COMMITTENZA E PROVENIENZA
La presa di Cristo è databile al periodo dell’attività romana del Caravaggio, che è anche il periodo più fecondo di committenze e produzioni dell’artista.
Nei documenti dell’epoca risulta pagato da Ciriaco Mattei nel 1603, quindi è stato individuato il 1602 come anno di produzione. Nell’inventario Mattei del 1624 risultano due versioni di questo dipinto: uno con cornice nera arabescata d’oro che possiamo immaginare essere il prototipo oggi esposto ad Ariccia e uno con cornice più piccola che si pensa essere verosimilmente una copia (nello specifico quella di Dublino). È probabile che per questo dipinto Caravaggio disegnò anche la decorazione della cornice – giunta fino a noi nel suo ornamento originale – che presenta somiglianze con quella dello Scudo con testa di Medusa conservata alla Galleria degli Uffizi di Firenze, dal sottile disegno floreale in tempera dorata, ricchissima ma allo stesso tempo estremamente sobria.
In quegli stessi anni il marchese Asdrubale Mattei fece realizzare a vari pittori una serie di opere a tema cristologico delle medesime dimensioni e con i stessi motivi della cornice del dipinto Ruffo. Tra i pittori che lavorarono a questa serie troviamo Valentin de Boulogne, Serodine e il giovane Pietro da Cortona.
COMPOSIZIONE
La particolarità del Caravaggio sta nel suo nuovo modo di rappresentare la natura e i caratteri umani, discostandosi dalla pittura composta e fredda di scuola lombarda. Non usa modelli e disegni preparatori precisi ma utilizza persone del popolo che fa diventare “attori” delle sue opere. La Presa di Cristo, in olio su tela, raffigura la cattura di Gesù nell’orto dei Getsemani dopo il tradimento di Giuda.
La composizione del dipinto si articola in 8 figure raggruppabili in due zone: a sinistra si svolge l’azione, a destra i personaggi che osservano la scena (nel personaggio all’estrema destra è stato individuato un autoritratto dell’artista).
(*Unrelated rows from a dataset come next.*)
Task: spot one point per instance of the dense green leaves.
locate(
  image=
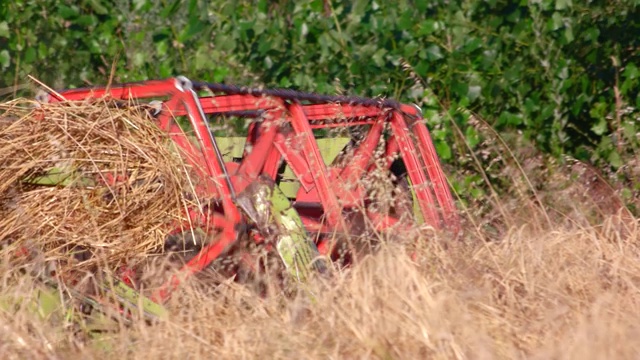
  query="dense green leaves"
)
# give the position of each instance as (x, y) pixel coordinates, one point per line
(563, 73)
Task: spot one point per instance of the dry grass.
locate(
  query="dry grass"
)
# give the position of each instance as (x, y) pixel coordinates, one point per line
(565, 289)
(110, 223)
(572, 293)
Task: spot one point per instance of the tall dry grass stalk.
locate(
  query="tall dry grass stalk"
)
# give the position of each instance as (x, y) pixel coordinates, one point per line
(564, 294)
(99, 221)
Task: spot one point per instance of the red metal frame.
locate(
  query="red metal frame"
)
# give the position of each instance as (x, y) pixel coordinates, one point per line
(285, 134)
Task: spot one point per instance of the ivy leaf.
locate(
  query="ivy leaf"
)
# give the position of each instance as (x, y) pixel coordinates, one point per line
(444, 150)
(5, 59)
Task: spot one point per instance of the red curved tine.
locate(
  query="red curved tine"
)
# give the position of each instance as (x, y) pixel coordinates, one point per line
(216, 170)
(414, 169)
(316, 165)
(438, 179)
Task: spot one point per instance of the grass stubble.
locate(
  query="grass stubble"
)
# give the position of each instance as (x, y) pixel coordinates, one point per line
(566, 287)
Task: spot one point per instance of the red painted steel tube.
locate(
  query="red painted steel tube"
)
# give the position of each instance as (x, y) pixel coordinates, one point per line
(333, 210)
(414, 170)
(434, 169)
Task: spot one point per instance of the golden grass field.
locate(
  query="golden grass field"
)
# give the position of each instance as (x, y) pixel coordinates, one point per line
(547, 284)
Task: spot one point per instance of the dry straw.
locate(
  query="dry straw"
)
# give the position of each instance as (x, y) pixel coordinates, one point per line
(96, 221)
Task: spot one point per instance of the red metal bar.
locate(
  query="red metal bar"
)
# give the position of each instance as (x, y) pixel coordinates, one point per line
(255, 161)
(434, 169)
(354, 171)
(333, 210)
(147, 89)
(414, 170)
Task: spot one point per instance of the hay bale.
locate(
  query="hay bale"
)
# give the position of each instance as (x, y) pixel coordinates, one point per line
(111, 224)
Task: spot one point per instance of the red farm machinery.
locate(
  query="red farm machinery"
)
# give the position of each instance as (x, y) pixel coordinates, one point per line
(286, 164)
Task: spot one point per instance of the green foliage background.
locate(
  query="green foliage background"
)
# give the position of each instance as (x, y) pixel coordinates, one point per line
(563, 74)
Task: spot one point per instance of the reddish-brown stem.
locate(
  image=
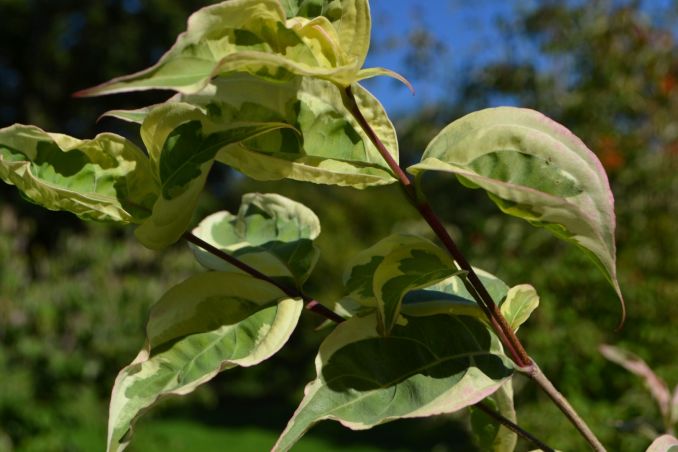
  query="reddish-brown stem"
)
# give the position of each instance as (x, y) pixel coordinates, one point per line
(311, 304)
(315, 306)
(499, 324)
(515, 428)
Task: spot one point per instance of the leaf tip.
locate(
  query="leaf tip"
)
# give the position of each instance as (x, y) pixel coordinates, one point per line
(622, 304)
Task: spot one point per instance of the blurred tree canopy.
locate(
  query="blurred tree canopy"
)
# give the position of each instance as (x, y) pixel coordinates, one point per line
(72, 309)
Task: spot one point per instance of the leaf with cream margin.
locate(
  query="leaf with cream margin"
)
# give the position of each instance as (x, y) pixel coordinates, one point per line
(359, 273)
(330, 146)
(182, 142)
(451, 296)
(535, 169)
(255, 36)
(431, 365)
(490, 435)
(270, 233)
(210, 322)
(106, 178)
(323, 142)
(349, 18)
(520, 302)
(405, 268)
(665, 443)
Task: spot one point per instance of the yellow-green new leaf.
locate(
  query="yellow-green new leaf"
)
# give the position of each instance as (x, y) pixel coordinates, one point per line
(208, 323)
(256, 36)
(183, 142)
(106, 178)
(328, 147)
(520, 302)
(270, 233)
(349, 18)
(532, 168)
(430, 365)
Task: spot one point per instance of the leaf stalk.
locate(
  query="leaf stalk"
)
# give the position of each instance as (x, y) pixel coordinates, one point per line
(315, 306)
(310, 304)
(499, 324)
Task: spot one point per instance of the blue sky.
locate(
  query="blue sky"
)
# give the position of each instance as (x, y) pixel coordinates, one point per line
(468, 30)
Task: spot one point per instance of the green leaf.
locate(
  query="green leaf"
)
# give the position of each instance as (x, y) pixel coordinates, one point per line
(350, 18)
(451, 296)
(208, 323)
(328, 147)
(360, 270)
(106, 178)
(536, 169)
(664, 443)
(182, 142)
(490, 435)
(332, 149)
(256, 36)
(271, 233)
(520, 302)
(405, 268)
(431, 365)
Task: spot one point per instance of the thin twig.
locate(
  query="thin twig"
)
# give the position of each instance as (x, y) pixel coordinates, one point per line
(315, 306)
(499, 324)
(515, 428)
(478, 291)
(310, 304)
(535, 373)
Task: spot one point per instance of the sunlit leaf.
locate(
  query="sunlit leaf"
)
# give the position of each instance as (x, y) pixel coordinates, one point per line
(532, 168)
(260, 37)
(271, 233)
(210, 322)
(405, 268)
(182, 142)
(665, 443)
(451, 296)
(326, 146)
(490, 435)
(105, 178)
(331, 147)
(431, 365)
(359, 273)
(520, 302)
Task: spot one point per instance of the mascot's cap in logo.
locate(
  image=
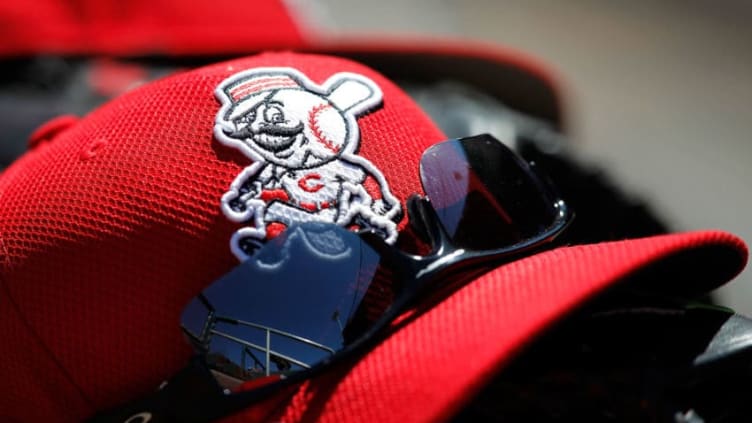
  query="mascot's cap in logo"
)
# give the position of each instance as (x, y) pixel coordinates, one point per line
(109, 226)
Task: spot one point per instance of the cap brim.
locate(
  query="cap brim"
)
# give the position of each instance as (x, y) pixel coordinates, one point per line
(429, 368)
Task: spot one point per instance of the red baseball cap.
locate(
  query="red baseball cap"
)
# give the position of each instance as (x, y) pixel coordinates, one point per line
(112, 223)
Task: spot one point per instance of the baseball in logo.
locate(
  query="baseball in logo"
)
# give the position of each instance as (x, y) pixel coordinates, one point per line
(302, 139)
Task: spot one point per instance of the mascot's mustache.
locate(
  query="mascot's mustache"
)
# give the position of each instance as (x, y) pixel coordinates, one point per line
(269, 129)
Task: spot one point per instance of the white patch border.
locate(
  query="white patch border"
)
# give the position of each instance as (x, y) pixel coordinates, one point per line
(348, 153)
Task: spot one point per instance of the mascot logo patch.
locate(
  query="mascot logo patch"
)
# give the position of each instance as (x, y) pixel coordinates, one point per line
(303, 140)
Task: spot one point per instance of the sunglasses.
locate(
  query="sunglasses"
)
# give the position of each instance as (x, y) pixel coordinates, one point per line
(318, 294)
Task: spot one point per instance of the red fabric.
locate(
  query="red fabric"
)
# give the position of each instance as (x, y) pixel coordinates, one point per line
(429, 368)
(110, 228)
(140, 27)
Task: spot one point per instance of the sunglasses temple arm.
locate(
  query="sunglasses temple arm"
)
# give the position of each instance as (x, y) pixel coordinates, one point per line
(424, 219)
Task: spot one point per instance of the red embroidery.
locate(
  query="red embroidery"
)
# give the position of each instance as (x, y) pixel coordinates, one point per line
(273, 229)
(305, 186)
(275, 194)
(308, 206)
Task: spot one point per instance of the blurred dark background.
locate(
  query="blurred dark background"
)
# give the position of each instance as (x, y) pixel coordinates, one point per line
(658, 92)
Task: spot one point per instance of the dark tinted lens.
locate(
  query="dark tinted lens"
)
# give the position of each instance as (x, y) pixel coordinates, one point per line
(486, 196)
(297, 301)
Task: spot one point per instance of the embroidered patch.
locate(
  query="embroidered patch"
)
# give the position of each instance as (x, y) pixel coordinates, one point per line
(303, 139)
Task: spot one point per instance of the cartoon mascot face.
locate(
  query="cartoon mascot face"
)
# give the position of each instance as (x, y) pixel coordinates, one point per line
(281, 117)
(303, 140)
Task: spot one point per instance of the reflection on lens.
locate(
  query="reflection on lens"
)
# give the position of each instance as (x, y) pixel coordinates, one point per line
(297, 301)
(485, 195)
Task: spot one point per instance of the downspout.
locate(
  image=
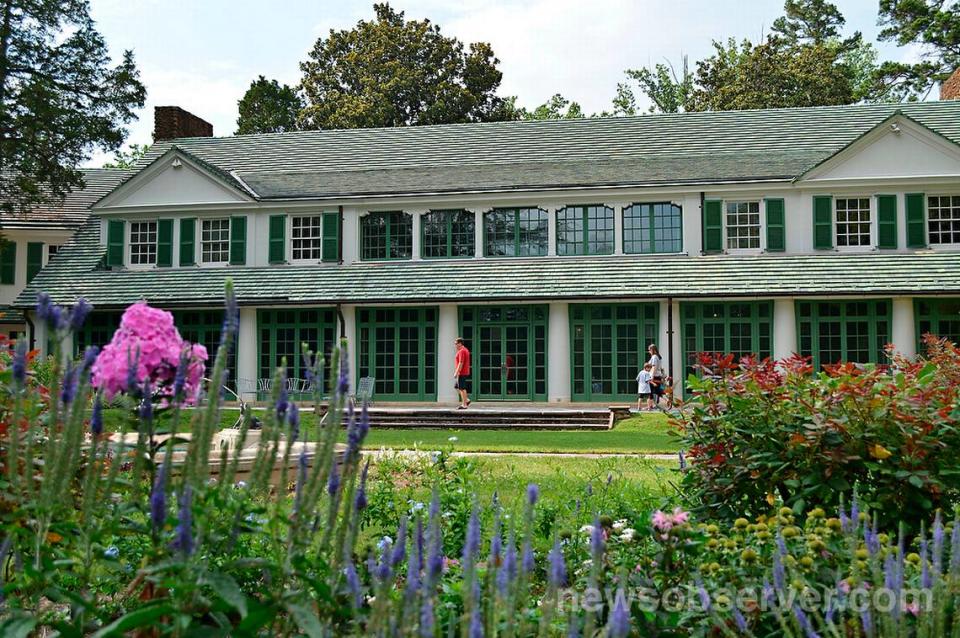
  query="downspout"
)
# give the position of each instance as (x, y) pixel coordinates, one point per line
(33, 331)
(670, 342)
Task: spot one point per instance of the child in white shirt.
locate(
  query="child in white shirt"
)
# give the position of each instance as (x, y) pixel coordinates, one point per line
(643, 387)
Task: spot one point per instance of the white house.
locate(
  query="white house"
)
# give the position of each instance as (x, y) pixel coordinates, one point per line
(559, 250)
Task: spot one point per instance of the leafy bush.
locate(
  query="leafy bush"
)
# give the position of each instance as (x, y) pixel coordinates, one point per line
(762, 432)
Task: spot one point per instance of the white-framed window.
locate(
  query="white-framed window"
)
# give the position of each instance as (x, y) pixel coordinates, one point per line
(215, 241)
(853, 221)
(305, 235)
(943, 219)
(143, 243)
(742, 221)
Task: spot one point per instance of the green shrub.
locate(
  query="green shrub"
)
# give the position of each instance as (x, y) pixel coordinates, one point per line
(762, 432)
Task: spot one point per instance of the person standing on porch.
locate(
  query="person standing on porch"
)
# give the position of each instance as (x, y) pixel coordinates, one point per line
(461, 373)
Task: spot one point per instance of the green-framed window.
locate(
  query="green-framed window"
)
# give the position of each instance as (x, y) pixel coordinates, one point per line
(508, 348)
(939, 317)
(740, 328)
(844, 331)
(398, 348)
(386, 236)
(283, 331)
(585, 230)
(516, 232)
(607, 347)
(652, 228)
(448, 233)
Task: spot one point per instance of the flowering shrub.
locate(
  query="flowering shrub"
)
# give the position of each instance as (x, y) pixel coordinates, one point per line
(100, 539)
(759, 433)
(147, 351)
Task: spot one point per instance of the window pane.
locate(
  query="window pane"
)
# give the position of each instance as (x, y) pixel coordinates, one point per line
(215, 241)
(305, 233)
(853, 221)
(143, 243)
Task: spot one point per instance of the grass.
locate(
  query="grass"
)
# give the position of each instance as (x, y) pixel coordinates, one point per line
(647, 433)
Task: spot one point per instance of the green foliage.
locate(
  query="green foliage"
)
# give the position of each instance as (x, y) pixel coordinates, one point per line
(758, 433)
(129, 158)
(59, 98)
(934, 25)
(268, 107)
(397, 72)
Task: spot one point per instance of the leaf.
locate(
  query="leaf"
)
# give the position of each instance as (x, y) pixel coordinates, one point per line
(227, 589)
(135, 619)
(306, 620)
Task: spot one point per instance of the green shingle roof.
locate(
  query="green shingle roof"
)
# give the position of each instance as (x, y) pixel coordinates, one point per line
(73, 211)
(711, 147)
(71, 275)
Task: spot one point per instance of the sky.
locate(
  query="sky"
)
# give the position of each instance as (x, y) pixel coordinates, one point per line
(203, 54)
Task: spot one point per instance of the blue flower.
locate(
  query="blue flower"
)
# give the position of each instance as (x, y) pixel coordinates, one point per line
(558, 569)
(19, 364)
(96, 416)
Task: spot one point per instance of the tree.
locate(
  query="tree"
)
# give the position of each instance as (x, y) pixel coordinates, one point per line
(556, 108)
(129, 158)
(268, 107)
(397, 72)
(667, 92)
(59, 98)
(932, 24)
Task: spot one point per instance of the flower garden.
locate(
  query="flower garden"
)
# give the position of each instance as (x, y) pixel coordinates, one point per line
(805, 504)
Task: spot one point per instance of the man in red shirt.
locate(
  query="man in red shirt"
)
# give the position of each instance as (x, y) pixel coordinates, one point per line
(461, 374)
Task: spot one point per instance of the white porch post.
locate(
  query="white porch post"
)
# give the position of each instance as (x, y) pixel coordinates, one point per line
(903, 332)
(446, 333)
(247, 349)
(784, 328)
(558, 355)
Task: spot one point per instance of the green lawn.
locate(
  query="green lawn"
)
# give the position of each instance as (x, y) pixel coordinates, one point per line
(648, 433)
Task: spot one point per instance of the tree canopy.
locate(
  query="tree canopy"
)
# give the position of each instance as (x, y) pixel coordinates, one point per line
(396, 72)
(268, 107)
(60, 98)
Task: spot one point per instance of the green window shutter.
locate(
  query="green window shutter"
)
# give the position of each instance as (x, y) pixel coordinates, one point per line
(823, 222)
(164, 243)
(188, 242)
(116, 228)
(713, 226)
(776, 226)
(34, 259)
(238, 241)
(886, 221)
(8, 262)
(278, 239)
(916, 221)
(331, 236)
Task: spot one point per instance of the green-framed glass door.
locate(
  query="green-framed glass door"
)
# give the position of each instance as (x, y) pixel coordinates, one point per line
(739, 328)
(508, 346)
(398, 348)
(608, 345)
(844, 331)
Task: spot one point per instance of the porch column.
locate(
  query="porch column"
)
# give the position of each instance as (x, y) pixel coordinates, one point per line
(558, 353)
(903, 333)
(247, 350)
(784, 328)
(350, 333)
(446, 334)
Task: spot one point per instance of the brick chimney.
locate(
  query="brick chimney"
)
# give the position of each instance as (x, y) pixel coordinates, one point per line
(950, 89)
(171, 122)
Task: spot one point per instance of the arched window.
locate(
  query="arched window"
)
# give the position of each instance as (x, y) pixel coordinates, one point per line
(386, 236)
(652, 228)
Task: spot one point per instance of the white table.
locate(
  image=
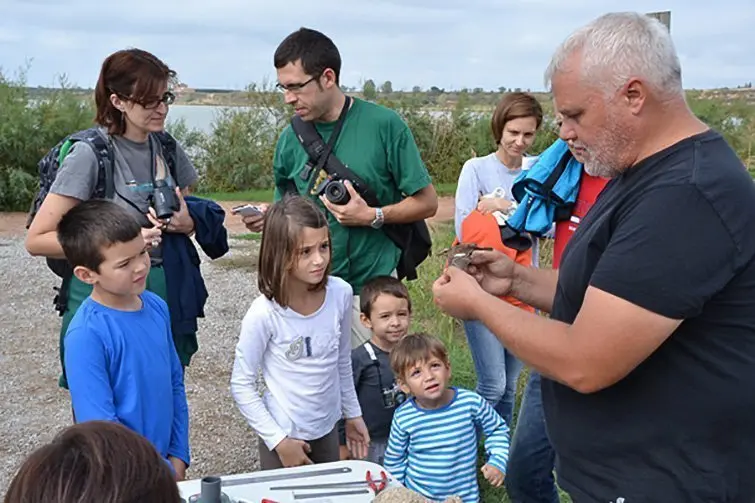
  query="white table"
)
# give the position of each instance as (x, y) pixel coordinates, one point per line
(247, 488)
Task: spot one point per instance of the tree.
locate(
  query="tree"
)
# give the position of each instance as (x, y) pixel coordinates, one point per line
(369, 91)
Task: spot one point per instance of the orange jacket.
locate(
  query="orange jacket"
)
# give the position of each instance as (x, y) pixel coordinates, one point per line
(483, 230)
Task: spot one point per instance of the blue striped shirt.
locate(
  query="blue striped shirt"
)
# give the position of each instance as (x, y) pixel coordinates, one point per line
(434, 452)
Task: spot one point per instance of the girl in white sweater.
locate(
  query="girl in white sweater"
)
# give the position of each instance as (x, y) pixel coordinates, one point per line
(298, 332)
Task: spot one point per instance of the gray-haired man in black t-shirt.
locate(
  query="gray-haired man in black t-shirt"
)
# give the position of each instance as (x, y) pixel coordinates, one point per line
(648, 360)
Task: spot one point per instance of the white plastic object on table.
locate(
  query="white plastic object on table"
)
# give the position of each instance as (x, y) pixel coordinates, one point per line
(254, 492)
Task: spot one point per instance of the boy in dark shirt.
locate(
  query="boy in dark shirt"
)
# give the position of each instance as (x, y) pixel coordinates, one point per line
(386, 311)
Al centro, il personaggio in armatura che prende Cristo per la gola divide e unisce le due parti uscendo – attraverso il gomito – dalla bidimensionalità della tela e coinvolgendo lo spettatore nella rappresentazione.
Elementi interessanti rinvenuti in fase di restauro sono dei segni tracciati con l’ocra sulla preparazione pittorica, sotto al colore, per segnalare i punti fondamentali della propria composizione – ad esempio il volto del suo autoritratto, l’arco creato dal mantello al centro, ecc – che i restauratori hanno deciso di lasciar visibili e che rappresentano un’ulteriore prova della priorità di questa versione rispetto a quella di Dublino.
CROMATISMO
I colori utilizzati da Michelangelo Merisi sono impasti semplici, con pochissime velature riscontrabili per lo più nei volti per ammorbidire le parti illuminate. Troviamo soprattutto terre e il tipico rosso di cinabro, con l’aggiunta di un colore abbastanza raro detto smaltino: un colore molto antico, costituito da polvere di vetro blu cobalto, usato in tutto l’Oriente e a Venezia dove probabilmente Caravaggio ne venne a conoscenza. La luce naturale, proveniente dalle finestre molto alte del suo appartamento, scende da sinistra e permette così alle ombre di rimanere morbide senza creare contrasti troppo forti.
PARTICOLARI ICONOGRAFICI
La figura di Giuda che bacia il Cristo sembra avere le proporzioni del braccio e della testa non precise ma con tutta probabilità questo particolare non si tratta di un’inesattezza: secondo un antico proverbio le persone con problemi fisici potevano essere considerate personificazioni del male quindi è possibile che l’artista abbia fatto posare nel suo studio una persona con menomazioni per la parte di Giuda.
Al contrario Giovanni è raffigurato come una sorta di propagazione dalla figura di Gesù che trasmette la sua vita agli uomini attraverso l’urlo disperato del più giovane degli apostoli.
La mostra è visitabile dal 14 ottobre 2023 al 14 gennaio 2024 tutti i giorni, eccetto il lunedì, orario 10:00/13:00 e 15:00/18:00.